San Francisco’s Board of Supervisors voiced muted concerns about the prospect of reforms Tuesday night to The City’s Police Commission and brass at a joint meeting to address a series of negative reviews of the department.
While the department set out its plan to implement those reforms Tuesday, including a recent federal review, several supervisors questioned the details of that plan and the police union’s continued power to block the department’s reforms.
“We’ve got some hard work to do,” said Supervisor Malia Cohen at the hearing, then questioning the details of reform, which the department’s representative didn’t seem to have articulated.
“I’m interested in specifics,” said Cohen, pointing to one area of reform. “How do you change a culture?”
That remark was followed by a less than clear explanation by the department’s spokesman Capt. Michael Connolly, who said culture will be changed through training, policy and accountability.
When Cohen addressed issues around data collection, and asked how soon the department would hire an academic to assess the department’s improved data collection, Connolly did not know, saying it was not one of the priorities at this point in the reform process.
Supervisor Aaron Peskin then asked what the commission and department have done to address the San Francisco Police Officers Association’s obstructionism, specifically calling the union’s recent obstruction in the negotiation over the new use-of-force policy “troubling.”
“What steps are being taken to make the POA a sentient 21st century organization?” asked Peskin.
Connolly responded that the POA has been trying its best and issued a press release supporting the DOJ’s recent findings.
The board’s doubts were addressed by the commission president.

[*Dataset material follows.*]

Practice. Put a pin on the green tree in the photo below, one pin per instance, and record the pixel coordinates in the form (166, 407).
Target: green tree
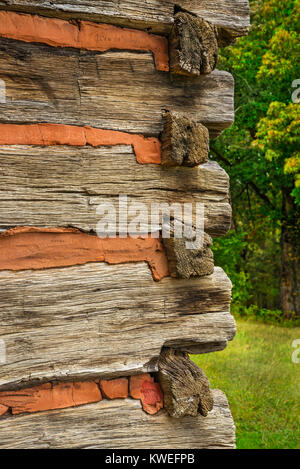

“There have been reports in the past,” warned Police Commission President Suzy Loftus, who added that failure to reform at this point will be in the hands of this city.
Despite doubts on the board, police officials and the Mayor’s Office claimed in a press release and at the hearing of continued commitment to reforms.
For much of the past year the commission has spent its energies on reforming the department.
Over that period a series of fatal police shootings and two separate racist text message scandals have put increasing pressure on the department to change its practices.
With that in mind the federal Department of Justice was asked to review the department earlier this year and release its assessment in October. That inquiry was only one of three recent looks at the department’s practices around how it uses force and policies minority communities.